The drill showed that the H-6J maintains its traditional bombing capability, even though it can also be armed with standoff weapons like YJ-12 anti-ship missiles and land-attack cruise missiles. Bombs are more efficient and cheaper than missiles, and they come in particularly handy when bombers are not threatened by hostile fire. This could be when friendly forces have already seized air superiority and cleared anti-aircraft fire, the expert said, noting that on the doorstep of the Chinese mainland, such as the South China Sea and the Taiwan Straits, similar situations will occur to PLAN bombers more often than not. At a time when foreign forces and Taiwan secessionists are making provocations, the Chinese People’s Liberation Army Navy (PLAN) drills could serve as a deterrent. The drills were a routine arrangement in the annual schedule and contributed to the pilots’ technique and tactical ability, as well as the troops’ all-weather combat capabilities.

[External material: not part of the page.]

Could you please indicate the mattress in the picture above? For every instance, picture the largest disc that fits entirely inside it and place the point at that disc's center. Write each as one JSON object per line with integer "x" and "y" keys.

The Xian H-6 (Hong-6) is a licence-built version of the Soviet Tupolev Tu-16 twin-engine jet bomber, built for China’s People’s Liberation Army Air Force (PLAAF). Early variants of the original H-6 – a conventional, free-fall bomber – later built included H-6A nuclear bomber, H-6B reconnaissance aircraft, H-6A conventional bomber, H-6D anti-ship missile (ASM) carrier, H-6E nuclear bomber and HY-6 mid-air refueling tankers. Delivery of the Tu-16 to China began in 1958, and a licence production agreement with the USSR was signed in the late 1950s. Xi’an Aircraft Industrial Corporation (XAC) manufactured aircraft at Xi’an as the “H-6”; the first flew in 1959. By November 2020, the PLAAF had as many as 231. The H-6 was used to drop nine nuclear devices at the Lop Nur also known as Luozhong test site. However, with the increased development in ballistic missile technology, the nuclear delivery capabilities that the H-6 offered diminished in importance. The CIA estimated in 1976 that the H-6 had moved over to a dual nuclear/conventional bombing role.
The H-6Js are presumably replacing H-6G maritime striker bombers, which first entered service with the Chinese People’s Liberation Army Navy in the early 1990s. The H-6J can carry up to seven YJ-12 supersonic anti-ship cruise missiles (ASCM) — six on wing pylons plus one in the bomb bay. In comparison to the older variant, the H-6J is thought to be able to carry about three times the number of anti-ship missiles, and at 3,500 kilometers boasts an increased combat radius of around 50 percent with performance similar to H-6K. The upgrade to the H-6J variant entailed fitting the aircraft with completely new airframes, lighter weight composites, new fuel efficient D-30-KP2 turbofans, advanced avionics, and a full glass cockpit. The bomber also has been fitted with a new long-range surface search radar and an electro-optical targeting pod for target acquisition. It is unclear whether the PLANAF currently operates additional H-6J bombers, but the PLA South Sea Fleet currently operates an H-6G regiment consisting of approximately 14-18 aircraft.